The first step to overcoming your obligations is to properly discern the situation. How much debt do I have, how much money do I have, and is it enough to pay off my debt? However, cash in hand is not all you have.
What is Net Asset Value?
Do not confuse the net worth with the value of the property, which does not take into account debts. If you have an apartment worth PLN million, and at the same time a mortgage also for PLN 1 million, then your net worth is PLN zero.
Net worth is nothing more than a comparison of all the assets you own with all the financial liabilities you have. And by writing: everything, I mean everything that you are able to sell to get the cash equivalent for it.
How do you calculate the net worth of your assets?
Calculate the value of the property at the present moment. If you own an apartment, determine and write down its market value, and not the price at which you bought it. What matters is the amount at which you can realistically liquidate your assets even today.

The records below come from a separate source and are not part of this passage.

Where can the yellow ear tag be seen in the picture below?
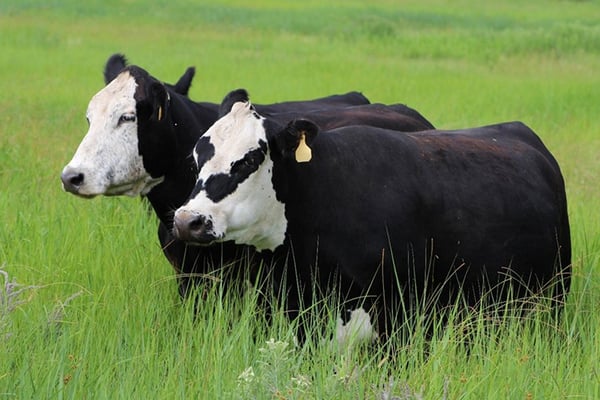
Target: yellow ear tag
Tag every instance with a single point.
(303, 152)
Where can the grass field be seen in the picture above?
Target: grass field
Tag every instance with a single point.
(89, 306)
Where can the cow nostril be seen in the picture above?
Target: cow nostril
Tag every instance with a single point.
(197, 223)
(76, 179)
(72, 180)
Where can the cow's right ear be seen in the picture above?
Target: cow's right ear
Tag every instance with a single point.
(114, 65)
(182, 86)
(232, 97)
(296, 138)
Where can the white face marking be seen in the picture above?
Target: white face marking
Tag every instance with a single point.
(358, 329)
(251, 214)
(108, 156)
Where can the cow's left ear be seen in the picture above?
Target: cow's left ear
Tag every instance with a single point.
(160, 100)
(296, 139)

If you bought an apartment for PLN 500,000, and now it is worth PLN 700,000 and you have a car bought for PLN 100,000, but today it is worth PLN 50,000, then your net worth is PLN 750,000, not PLN 600,000. I hope this is clear to you.
When determining the price at which you are able to sell an apartment, take into account such criteria as: city, district, area, number of rooms, floor, neighborhood. Based on the photos, compare the decor and the standard of finishing. You can set the price very easily.

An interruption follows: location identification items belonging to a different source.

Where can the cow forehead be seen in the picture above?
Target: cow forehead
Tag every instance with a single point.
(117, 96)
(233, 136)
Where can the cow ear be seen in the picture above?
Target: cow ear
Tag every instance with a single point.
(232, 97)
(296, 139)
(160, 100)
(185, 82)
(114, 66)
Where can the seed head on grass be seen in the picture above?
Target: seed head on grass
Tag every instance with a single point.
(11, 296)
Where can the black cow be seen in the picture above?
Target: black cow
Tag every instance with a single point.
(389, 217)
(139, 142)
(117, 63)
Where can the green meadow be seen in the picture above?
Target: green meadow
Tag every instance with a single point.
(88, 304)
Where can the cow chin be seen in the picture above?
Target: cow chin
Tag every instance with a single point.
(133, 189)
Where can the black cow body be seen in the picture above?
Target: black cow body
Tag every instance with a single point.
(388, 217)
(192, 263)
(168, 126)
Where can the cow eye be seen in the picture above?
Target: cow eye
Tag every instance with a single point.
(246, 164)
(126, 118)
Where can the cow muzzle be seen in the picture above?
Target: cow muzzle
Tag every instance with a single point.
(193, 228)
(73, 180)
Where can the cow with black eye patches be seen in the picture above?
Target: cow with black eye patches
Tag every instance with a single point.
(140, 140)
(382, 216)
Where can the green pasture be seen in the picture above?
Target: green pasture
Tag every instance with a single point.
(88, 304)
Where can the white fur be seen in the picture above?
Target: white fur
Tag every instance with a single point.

Of course, this is only an indicative amount, and a potential buyer will confidently bargain, and you may be forced to slightly lower the price. Don't worry about it at all. You are not selling anything yet, and you may not have to do it at all. At the moment, we are engaged in determining the level of seriousness of the situation and potential problems with debts.
In a similar way, you can calculate the value of everything you currently own. All you have to do is look through the offers and announcements on one or several auction portals. In addition to real estate, check the prices of items you think can be sold — a car, furniture, electronics, jewelry, and whatever you can think of. However, do not waste time on things of very low value or those that are difficult to sell. You might be able to collect a few dozen zlotys for it, but it's a waste of your time. Also, remember that prices are real — for the buyer, your personal attachment to the item means nothing.
Add to everything also ordinary cash such as the balance of the ROR account, deposits, foreign currencies, stocks, bonds.
You can do this on a regular sheet of paper, but I recommend you to use the sheet in Excel, Google or similar applications. Thanks to this, you will create a clear table with automatic summation of all components. Next to it, make a second table, which will contain all your debts.
From your wealth, you still have to deduct liabilities, that is, mortgage loan, car leasing, installments for home equipment, credit card debt, debit in your account, payday loans, official penalties, overdue fines, etc. If your debt is higher than your accumulated wealth, then unfortunately you are in a situation that can lead to a potentially big problem, although it does not have to be at all.
Why monitor net worth?
Although it can take up to a few hours to prepare a good list, it is definitely worth doing it for several reasons:
- You get to know your actual state of finances, which can be very different from your ideas.
- In addition to using your belongings, you begin to clearly see how much they cost you and also remember more strongly the debt associated with them.
- As a result, you can change your approach and reduce the amount of funds spent on purchases of items that are severely depreciating.
- Knowing the full scale of your debt opens your eyes and arouses the desire to clear this part of the table by paying off your obligations.
- This is an objective comparison. When you make another, for example, in two months, you have no doubt that your decisions were right and the actions improved the state of finances.
What does your net worth say?
The result alone does not determine anything, and the same net worth of two different people does not mean that these people are in an identical or even similar situation. In addition to the result itself, its context and the monitoring of changes are important.
Even if your net worth is zero or even in the red, it doesn't have to be a bad sign. Perhaps you just took a mortgage, the total cost of which exceeds the value of the apartment, but you have no problem paying it off, and every month you improve the result? Or do you run a business that brings regular income, but to start it you had to lease equipment? Even though your net worth is in the red, you are improving the situation. Or you may be in the opposite position — your net worth is on the plus side, but gradually decreasing.
Don't just suggest yourself by the result of the compilation. In addition to it, what counts is a stable source of income, reducing debt and finally increasing the value of your assets.